Within the Big Data & AI WG, several projects are emerging.
- Workstream One – Initially, the Big Data & AI working group sought to increase regulatory understanding of the use of artificial intelligence and machine learning in private passenger auto insurance; now the field of work is branching out to conduct similar surveys for homeowners and life insurance.
- Workstream Two – Seeks to develop tools to help regulators review accelerated underwriting models and help regulators determine if biases are “built in” to the data or models used.
- Workstream Three – Investigates the industry’s reliance on third-party data and algorithm providers and how to “best regulate these entities”, including through revised review standards.

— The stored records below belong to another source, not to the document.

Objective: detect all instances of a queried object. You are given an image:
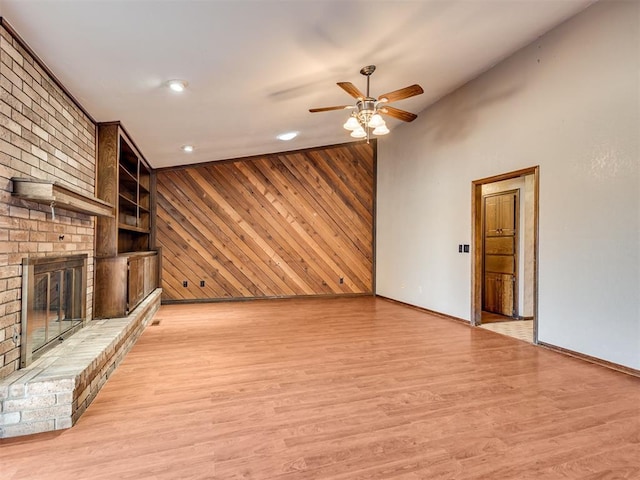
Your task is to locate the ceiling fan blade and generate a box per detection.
[337,82,365,100]
[380,106,418,122]
[309,105,353,113]
[378,84,424,103]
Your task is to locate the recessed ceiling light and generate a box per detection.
[181,145,194,153]
[167,79,188,92]
[277,131,298,141]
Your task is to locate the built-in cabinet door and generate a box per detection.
[127,257,144,312]
[94,256,128,318]
[95,252,158,318]
[143,254,157,298]
[483,190,518,317]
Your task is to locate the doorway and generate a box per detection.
[471,167,539,343]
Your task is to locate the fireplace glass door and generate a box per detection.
[21,255,87,367]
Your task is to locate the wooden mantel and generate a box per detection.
[11,177,113,218]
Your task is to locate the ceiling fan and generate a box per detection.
[309,65,424,140]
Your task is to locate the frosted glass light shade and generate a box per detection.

- Workstream Four – Seeks to seed a white paper on a regulatory framework that pulls together all of the other workstreams’ news clippings.
States
Oklahoma sprouted Bill 3186 and Rhode Island spawned Bill 7230, which are substantially similar to Colorado Senate Bill 21-169. As we previously reported, Colorado prohibits insurers from using external consumer data, information sources, algorithms, or predictive models based on that data in a way that unfairly discriminates based on race, color, national or ethnic origin, religion, sex, sexual orientation. , disability, gender identity or gender expression. Colorado hosted two stakeholder meetings focused on life insurance underwriting practices where the key terms “external sources of consumer data and information” and “traditional underwriting practices” and the process of required test were discussed.
Other state activities include:
- New Jersey Assembly Bill 5651 requires annual reports from auto insurers using an automated or predictive underwriting system, to demonstrate that there is no discriminatory outcome in insurance pricing, and directs the Commissioner of Banking and Insurance to cultivate rules and regulations.
- A preliminary investigative statement was filed by Washington regarding possible insurance underwriting transparency regulations to address its concern that “insurance consumers are not receiving full disclosure and transparency from insurers for adverse actions, rate changes or factors that insurers consider in determining premiums. The proposal would require insurers “to provide notices to consumers for all factors assessed in any related insurer action, which must include detailed disclosure of all variables considered in underwriting, as well as proportionality or weight at which these factors were assessed”.
- Connecticut updated its departmental advisory regarding “the use of big data and the prevention of discriminatory practices” to remind insurers of their obligation to ensure that their use of big data complies with federal and state anti-discrimination laws, that the seeds of their data and algorithms come from in-house or from a third-party provider. Insurers are also required to submit annual data certification to the Connecticut Department of Insurance. The notice also affirms the authority of the Connecticut Department of Insurance to require insurance companies and third-party data providers, model developers, and offices to provide the department with access to data used to create models or algorithms included in all subscription rates, forms and filings.
As spring turns into summer, more varietals are sure to emerge as other regulators begin to tend to their gardens. We will continue to monitor NAIC and state activity regarding the use of big data and algorithms by insurers.